Tuesday, March 14, 2017

Powerfully and Consistently Proclaiming God’s Grace

The early church - even the earliest church, as recorded in the New Testament and the in the writings of those who personally knew the Apostles - wrestled with some of the same questions which face modern Jesus followers.

One riddle, then and now, is the apparent tension between Ezekiel 18 and Exodus 34. The former chapter argues that God does not punish children for their father’s sins, while the latter passage seems to imply precisely that. Ezekiel writes:

The word of the Lord came to me: “What do you mean by repeating this proverb concerning the land of Israel, ‘The fathers have eaten sour grapes, and the children's teeth are set on edge’? As I live, declares the Lord God, this proverb shall no more be used by you in Israel. Behold, all souls are mine; the soul of the father as well as the soul of the son is mine: the soul who sins shall die.

Several questions are in order: Is it more accurate to say that God ‘punishes’ or that He ‘allows the consequences of one’s sin to be felt’? Can we say that God habitually ameliorates the just and proper consequences of sin?

In chapter 34 of Exodus, God speaks of Himself in the third person:

Lord, Lord, a God merciful and gracious, slow to anger, and abounding in steadfast love and faithfulness, keeping steadfast love for thousands, forgiving iniquity and transgression and sin, but who will by no means clear the guilty, visiting the iniquity of the fathers on the children and the children’s children, to the third and the fourth generation.

Does this passage from Exodus indicate that God allows the natural consequences of sin to spread beyond the sinner? If one individual sins, will the negative effects of his transgression spread beyond himself and impact others?

One may imagine here various concrete scenarios: one in which a parent neglects his child. The parent sins and the child suffers the consequences of the parent’s sin. But this would not mean that God is punishing the child or holding the child responsible for the parent’s sin.

Indeed, the central idea for all of Ezekiel chapter 18 is that God holds each person accountable for his own sin, and not for the sins of others, and that therefore, death is inevitable (cf. Gen 3:3, 3:19; Romans 6:23). While Ezekiel is clear in this chapter that all must die, the next question is whether the New Testament regards this as the physical death which everyone must endure (Hebrews 9:27) or an eternal death.

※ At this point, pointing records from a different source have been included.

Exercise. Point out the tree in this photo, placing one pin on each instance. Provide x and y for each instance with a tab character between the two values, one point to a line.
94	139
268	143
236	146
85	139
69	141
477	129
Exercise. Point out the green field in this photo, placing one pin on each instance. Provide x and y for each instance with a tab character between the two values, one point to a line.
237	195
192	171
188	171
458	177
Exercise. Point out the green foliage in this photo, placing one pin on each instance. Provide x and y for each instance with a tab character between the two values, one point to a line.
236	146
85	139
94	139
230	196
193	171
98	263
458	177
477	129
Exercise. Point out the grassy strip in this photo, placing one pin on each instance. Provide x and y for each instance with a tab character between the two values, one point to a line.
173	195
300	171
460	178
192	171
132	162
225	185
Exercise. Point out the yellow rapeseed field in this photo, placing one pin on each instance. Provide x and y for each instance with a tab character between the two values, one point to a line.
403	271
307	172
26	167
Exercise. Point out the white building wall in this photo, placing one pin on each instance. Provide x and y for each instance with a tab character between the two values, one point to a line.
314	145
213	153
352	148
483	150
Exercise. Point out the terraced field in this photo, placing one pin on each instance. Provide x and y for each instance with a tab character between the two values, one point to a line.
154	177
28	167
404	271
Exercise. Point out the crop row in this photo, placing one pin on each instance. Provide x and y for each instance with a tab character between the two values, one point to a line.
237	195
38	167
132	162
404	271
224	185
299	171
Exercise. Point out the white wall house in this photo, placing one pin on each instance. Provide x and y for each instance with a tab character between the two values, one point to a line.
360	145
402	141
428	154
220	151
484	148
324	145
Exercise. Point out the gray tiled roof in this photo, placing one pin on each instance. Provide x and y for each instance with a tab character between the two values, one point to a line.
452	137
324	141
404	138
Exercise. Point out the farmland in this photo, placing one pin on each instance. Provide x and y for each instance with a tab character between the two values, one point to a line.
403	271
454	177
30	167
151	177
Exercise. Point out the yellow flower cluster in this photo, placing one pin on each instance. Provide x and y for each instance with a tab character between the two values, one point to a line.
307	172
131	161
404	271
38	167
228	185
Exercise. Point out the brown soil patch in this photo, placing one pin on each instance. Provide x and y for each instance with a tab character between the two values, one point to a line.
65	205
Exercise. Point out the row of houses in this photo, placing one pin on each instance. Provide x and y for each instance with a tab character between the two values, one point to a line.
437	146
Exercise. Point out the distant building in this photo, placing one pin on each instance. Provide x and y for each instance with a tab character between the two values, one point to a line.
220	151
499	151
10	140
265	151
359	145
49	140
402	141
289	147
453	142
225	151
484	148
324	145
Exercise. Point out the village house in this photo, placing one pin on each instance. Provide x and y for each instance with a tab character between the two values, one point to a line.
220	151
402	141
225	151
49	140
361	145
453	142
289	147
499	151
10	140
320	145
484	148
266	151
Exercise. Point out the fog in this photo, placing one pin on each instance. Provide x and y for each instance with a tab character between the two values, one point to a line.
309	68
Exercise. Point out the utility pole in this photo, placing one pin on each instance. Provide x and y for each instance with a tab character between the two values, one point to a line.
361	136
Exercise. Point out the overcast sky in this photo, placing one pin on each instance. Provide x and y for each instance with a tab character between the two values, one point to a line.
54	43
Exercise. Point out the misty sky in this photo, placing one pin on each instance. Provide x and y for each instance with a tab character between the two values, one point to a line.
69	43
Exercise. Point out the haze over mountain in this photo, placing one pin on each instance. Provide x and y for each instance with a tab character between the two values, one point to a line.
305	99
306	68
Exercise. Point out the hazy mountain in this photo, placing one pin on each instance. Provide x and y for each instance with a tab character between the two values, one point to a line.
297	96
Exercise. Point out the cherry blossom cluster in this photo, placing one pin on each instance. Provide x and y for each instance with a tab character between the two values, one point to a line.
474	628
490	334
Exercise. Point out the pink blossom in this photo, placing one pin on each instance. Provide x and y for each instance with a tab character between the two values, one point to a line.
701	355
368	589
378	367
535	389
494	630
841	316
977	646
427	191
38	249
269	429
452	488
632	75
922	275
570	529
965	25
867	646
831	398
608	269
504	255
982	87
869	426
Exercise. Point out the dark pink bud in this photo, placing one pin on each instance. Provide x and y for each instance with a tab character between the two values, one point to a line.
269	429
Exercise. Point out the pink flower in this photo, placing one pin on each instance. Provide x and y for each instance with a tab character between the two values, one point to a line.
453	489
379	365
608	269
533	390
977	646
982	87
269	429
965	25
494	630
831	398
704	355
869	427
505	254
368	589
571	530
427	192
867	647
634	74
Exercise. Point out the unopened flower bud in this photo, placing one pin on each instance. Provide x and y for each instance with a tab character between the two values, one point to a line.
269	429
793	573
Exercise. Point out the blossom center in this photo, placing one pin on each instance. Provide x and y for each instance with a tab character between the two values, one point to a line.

All humans receive a physical death, both as the natural consequence of their own personal sin, and as an effect of the sins of others. The latter heading includes both injury done directly by a concrete identifiable sin (the neglected child) and injury done by the circumstance of being a member of a fallen race living in a broken world.

Ezekiel chapter 18, then, sets the stage for the Gospel. It explains (cf. Romans 3:23) that we need a Savior, and why all humans are lost without Jesus: we are unavoidably mortal. God defends His stance: death is a reasonable consequence for sin. But He also indicates that He will ameliorate this consequence.

Both the New Testament church and the modern church face, in this interpretive question, various common misunderstandings. Ezekiel would have in no way considered himself to be stating that humans can work themselves up into a state of perfection, and thereby avoid either this world’s physical death or the next world’s eternal death.

Ezekiel’s command to “turn and live” (i.e., repent and live) plays on the messages of both judgment and messianic salvation in the preceding chapter. In Ezekiel 17, God recounts the consequences of the people’s sin - that they were taken into the Babylonian captivity - and His messianic plan to rescue them - the messianic images of the dry tree and the green tree.

That one may suffer the consequences for the sin others is seen in the Babylonian Captivity, as those who had been faithful to the Lord were taken along with those who’d worshiped idols. God’s amelioration of His sentence upon mankind - His lessening of the natural consequence of sin - is also seen in the messianic promise.

The text of Ezekiel chapter 18 is not, then, a denial of the doctrine of original sin, but rather an explanation and example of that doctrine.

Among the many heresies confronting the early church and the modern church is the denial of original sin. This error can take various forms, but remains essentially the same. So it was that the early church (Acts 2:23) proclaimed that it was “according to the definite plan and foreknowledge of God” that Jesus died and rose again, in order to fulfill “the promise of the Holy Spirit” which the prophet Joel had explained.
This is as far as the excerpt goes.